Python syntax in Lisp and Scheme
Alex Martelli
aleax at aleax.it
Sat Oct 4 14:06:17 EDT 2003
Lulu of the Lotus-Eaters wrote:
> grzegorz at pithekos.net (Grzegorz Chrupala) wrote previously:
> |shocked at how awkward Paul Graham's "accumulator generator" snippet is
> |in Python:
> |class foo:
> | def __init__(self, n):
> | self.n = n
> | def __call__(self, i):
> | self.n += i
> | return self.n
>
> Me too.
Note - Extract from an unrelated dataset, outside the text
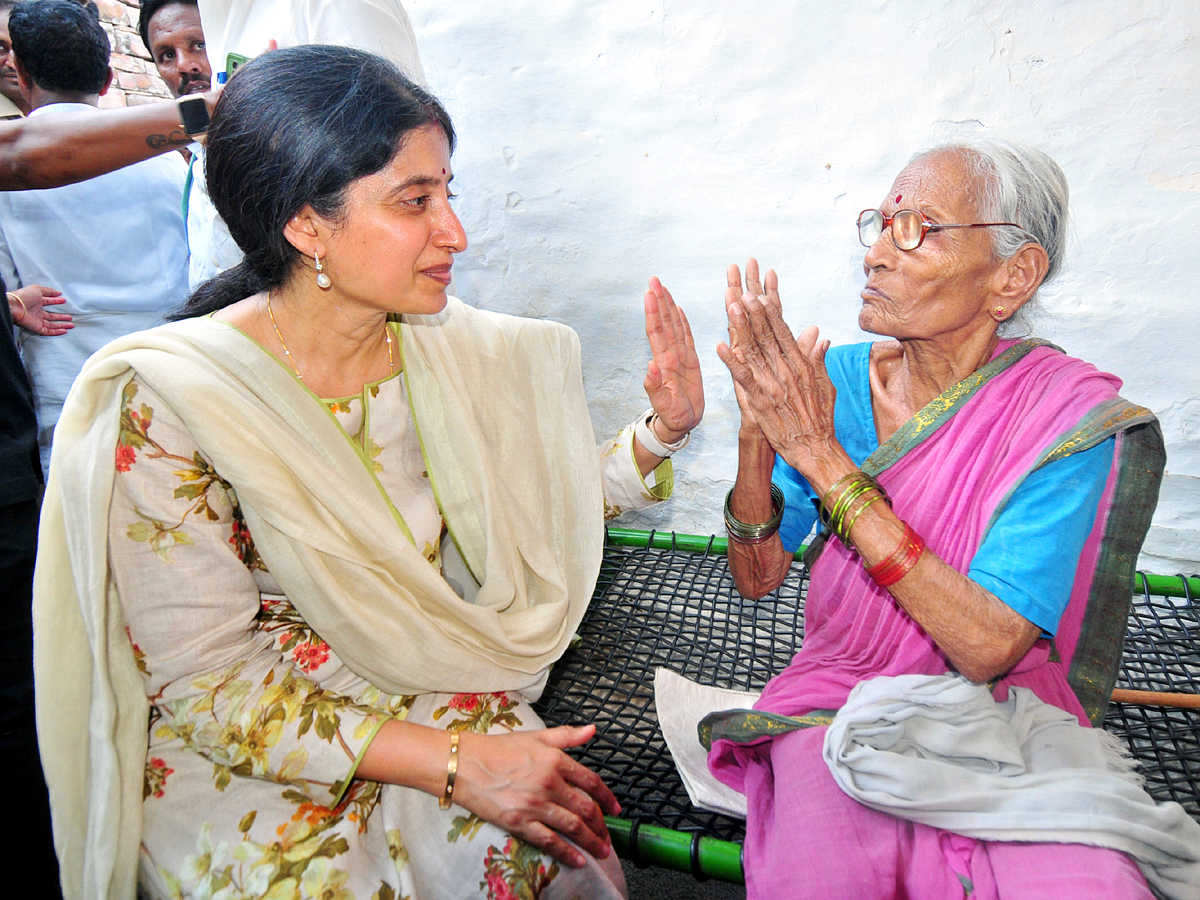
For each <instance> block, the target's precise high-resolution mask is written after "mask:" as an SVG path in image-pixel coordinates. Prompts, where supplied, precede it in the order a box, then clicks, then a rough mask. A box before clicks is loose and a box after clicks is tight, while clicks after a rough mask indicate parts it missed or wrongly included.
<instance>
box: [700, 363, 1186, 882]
mask: <svg viewBox="0 0 1200 900" xmlns="http://www.w3.org/2000/svg"><path fill="white" fill-rule="evenodd" d="M1118 388H1120V380H1118V379H1117V378H1115V377H1114V376H1110V374H1105V373H1103V372H1099V371H1098V370H1096V368H1094V367H1093V366H1091V365H1088V364H1086V362H1081V361H1080V360H1075V359H1072V358H1069V356H1066V355H1064V354H1063V353H1062V352H1061V350H1058V349H1057V348H1055V347H1052V346H1049V344H1045V343H1044V342H1042V341H1036V340H1030V341H1022V342H1013V341H1006V342H1001V346H1000V348H998V355H997V356H996V358H994V359H992V361H991V362H989V364H988V365H986V366H984V367H983V368H980V370H979V371H978V372H976V373H973V374H972V376H970V377H968V378H966V379H964V380H962V382H960V383H959V384H956V385H954V386H953V388H950V389H949V390H948V391H947V392H946V394H943V395H942V396H940V397H937V398H936V400H934V401H932V402H931V403H930V404H929V406H928V407H925V408H924V409H923V410H920V413H918V414H917V415H916V416H913V419H912V420H910V421H908V422H907V424H905V426H902V427H901V428H900V430H899V431H898V432H896V433H895V434H894V436H892V438H890V439H888V440H887V442H886V443H884V444H883V445H881V446H880V449H878V450H877V451H876V452H874V454H872V455H871V456H870V457H869V458H868V460H866V461H865V462H864V463H863V469H864V470H865V472H868V473H870V474H874V475H876V476H877V478H878V480H880V482H881V484H882V485H883V486H884V487H886V488H887V491H888V493H889V494H890V497H892V499H893V504H894V509H895V512H896V515H898V516H900V517H901V518H902V520H905V521H907V522H908V523H910V524H911V526H912V527H913V529H916V532H917V533H918V534H920V535H922V536H923V538H924V539H925V541H926V544H928V546H929V548H930V550H931V551H932V552H935V553H936V554H937V556H938V557H940V558H941V559H942V560H943V562H946V563H947V564H948V565H950V566H953V568H954V569H956V570H958V571H960V572H964V574H966V572H967V571H968V569H970V565H971V560H972V558H973V557H974V554H976V552H977V550H978V548H979V546H980V544H982V542H983V540H984V538H985V536H986V534H988V530H989V528H990V527H991V526H992V523H994V522H995V520H996V517H997V515H998V512H1000V511H1001V510H1002V509H1003V506H1004V504H1006V502H1007V499H1008V498H1009V497H1010V496H1012V493H1013V491H1014V490H1015V488H1016V487H1018V486H1019V485H1020V484H1021V481H1022V480H1024V479H1025V478H1026V476H1027V475H1028V474H1030V473H1031V472H1033V470H1036V469H1037V468H1039V467H1040V466H1044V464H1048V463H1050V462H1054V461H1055V460H1057V458H1062V457H1063V456H1067V455H1069V454H1072V452H1076V451H1080V450H1085V449H1087V448H1091V446H1094V445H1096V444H1098V443H1099V442H1100V440H1104V439H1106V438H1109V437H1111V436H1116V442H1117V446H1116V452H1115V455H1114V462H1112V468H1111V470H1110V474H1109V480H1108V484H1106V486H1105V490H1104V493H1103V497H1102V500H1100V508H1099V512H1098V515H1097V521H1096V524H1094V527H1093V529H1092V532H1091V534H1090V536H1088V539H1087V542H1086V545H1085V548H1084V552H1082V554H1081V556H1080V558H1079V559H1063V560H1062V564H1063V566H1064V568H1066V571H1068V572H1074V577H1073V587H1072V594H1070V601H1069V604H1068V607H1067V611H1066V613H1064V614H1063V618H1062V620H1061V624H1060V629H1058V632H1057V635H1056V637H1055V640H1054V641H1049V640H1040V641H1038V642H1037V643H1036V644H1034V647H1033V648H1032V649H1031V650H1030V652H1028V654H1026V656H1025V658H1024V659H1022V660H1021V661H1020V662H1019V664H1018V665H1016V666H1015V667H1014V670H1013V671H1012V672H1010V673H1009V674H1008V676H1006V678H1003V679H1002V680H1001V682H1000V683H998V684H997V685H996V688H995V691H994V696H995V698H996V700H997V701H1004V700H1007V697H1008V688H1009V686H1010V685H1012V686H1024V688H1028V689H1031V690H1032V691H1033V692H1034V694H1036V695H1037V696H1038V697H1039V698H1040V700H1043V701H1045V702H1046V703H1051V704H1054V706H1056V707H1058V708H1061V709H1064V710H1067V712H1069V713H1072V714H1073V715H1075V716H1076V718H1078V719H1079V721H1080V724H1081V725H1082V726H1090V725H1092V724H1098V722H1099V721H1100V720H1102V719H1103V714H1104V708H1105V706H1106V703H1108V697H1109V694H1110V692H1111V689H1112V684H1114V682H1115V678H1116V668H1117V664H1118V661H1120V655H1121V641H1122V637H1123V634H1124V625H1126V619H1127V614H1128V606H1129V601H1130V595H1132V590H1130V584H1132V577H1133V568H1134V564H1135V560H1136V556H1138V552H1139V550H1140V547H1141V541H1142V539H1144V538H1145V533H1146V529H1147V528H1148V526H1150V517H1151V515H1152V514H1153V509H1154V504H1156V502H1157V497H1158V485H1159V481H1160V479H1162V472H1163V466H1164V463H1165V457H1164V455H1163V449H1162V434H1160V432H1159V430H1158V425H1157V421H1156V420H1154V418H1153V415H1152V414H1151V413H1150V412H1148V410H1146V409H1144V408H1140V407H1135V406H1133V404H1130V403H1128V402H1126V401H1123V400H1121V397H1118V396H1117V389H1118ZM817 552H818V553H820V556H818V557H817V558H816V560H815V562H810V566H811V580H810V584H809V592H808V600H806V606H805V638H804V644H803V647H802V649H800V652H799V653H798V654H797V655H796V658H794V659H793V660H792V664H791V665H790V666H788V667H787V668H786V670H785V671H784V672H781V673H780V674H779V676H776V677H775V678H774V679H772V682H770V683H769V684H768V685H767V688H766V690H764V691H763V694H762V697H761V700H760V701H758V703H757V704H756V708H755V710H756V712H755V713H746V712H740V713H739V712H736V710H734V712H731V713H718V714H714V715H713V716H710V718H709V720H706V722H707V725H708V727H710V728H712V751H710V754H709V767H710V768H712V770H713V773H714V774H715V775H716V776H718V778H719V779H720V780H721V781H724V782H726V784H728V785H730V786H732V787H736V788H737V790H740V791H743V792H744V793H745V794H746V798H748V802H749V815H748V820H746V840H745V871H746V887H748V895H749V898H762V899H766V898H772V899H773V900H782V899H785V898H810V896H811V898H829V899H834V900H836V899H839V898H854V900H870V899H871V898H929V899H930V900H946V899H947V898H962V896H971V898H973V899H978V900H989V899H991V898H996V899H998V900H1008V899H1009V898H1012V899H1013V900H1018V899H1020V900H1025V899H1027V898H1052V899H1054V900H1067V899H1068V898H1098V896H1104V898H1151V896H1153V894H1152V893H1151V890H1150V888H1148V887H1147V884H1146V881H1145V878H1144V877H1142V876H1141V874H1140V871H1139V869H1138V865H1136V864H1135V863H1134V862H1133V859H1132V858H1129V857H1127V856H1126V854H1123V853H1120V852H1117V851H1112V850H1105V848H1099V847H1091V846H1084V845H1074V844H1028V842H1000V841H980V840H974V839H971V838H966V836H962V835H959V834H954V833H950V832H946V830H942V829H938V828H932V827H929V826H924V824H918V823H914V822H910V821H906V820H902V818H898V817H895V816H892V815H888V814H884V812H878V811H876V810H872V809H868V808H866V806H863V805H862V804H859V803H857V802H856V800H853V799H851V798H850V797H848V796H847V794H845V793H844V792H842V791H841V788H840V787H838V785H836V782H835V781H834V779H833V776H832V775H830V773H829V770H828V768H827V766H826V763H824V762H823V761H822V744H823V739H824V733H826V727H824V725H823V724H824V722H828V721H829V718H830V716H832V714H833V710H836V709H839V708H840V707H841V706H842V704H844V703H845V702H846V698H847V696H848V694H850V691H851V690H852V689H853V688H854V685H856V684H858V683H859V682H863V680H866V679H870V678H875V677H877V676H901V674H941V673H944V672H947V671H948V670H949V664H948V662H947V660H946V658H944V655H943V654H942V653H941V650H940V649H938V648H937V647H936V646H935V644H934V642H932V641H931V640H930V637H929V636H928V635H926V634H925V632H924V631H923V630H922V629H920V628H919V626H918V625H917V623H916V622H913V620H912V618H910V617H908V614H907V613H906V612H905V611H904V610H902V608H901V607H900V606H899V604H896V601H895V600H894V599H893V598H892V595H890V594H889V593H888V592H887V590H886V589H882V588H880V587H877V586H876V584H875V583H874V582H872V581H871V580H870V577H868V575H866V572H865V571H864V566H863V564H862V562H860V560H859V558H858V557H857V554H854V553H852V552H851V551H848V550H846V547H844V546H842V545H841V542H840V541H838V540H828V541H826V542H823V547H818V548H817ZM810 559H811V556H810ZM784 716H803V718H804V721H802V722H799V726H810V727H800V730H797V725H796V724H793V725H788V724H786V722H785V721H784V720H782V718H784ZM703 727H706V726H702V728H703Z"/></svg>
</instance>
The way I'd do it is probably a lot closer to the way Schemers
> would do it:
>
> >>> def foo(i, accum=[0]):
> ... accum[0]+=i
> ... return accum[0]
> ...
> >>> foo(1)
> 1
> >>> foo(3)
> 4
>
> Shorter, and without an awkward class.
There's an important difference: with your approach, you cannot just
instantiate multiple independent accumulators like with the other --
a = foo(10)
b = foo(23)
in the 'class foo' approach, just as in all of those where foo returns an
inner-function instance, a and b are now totally independent accumulator
callables -- in your approach, 'foo' itself is the only 'accumulator
callable', and a and b after these two calls are just two numbers.
Making a cookie, and making a cookie-cutter, are quite different issues.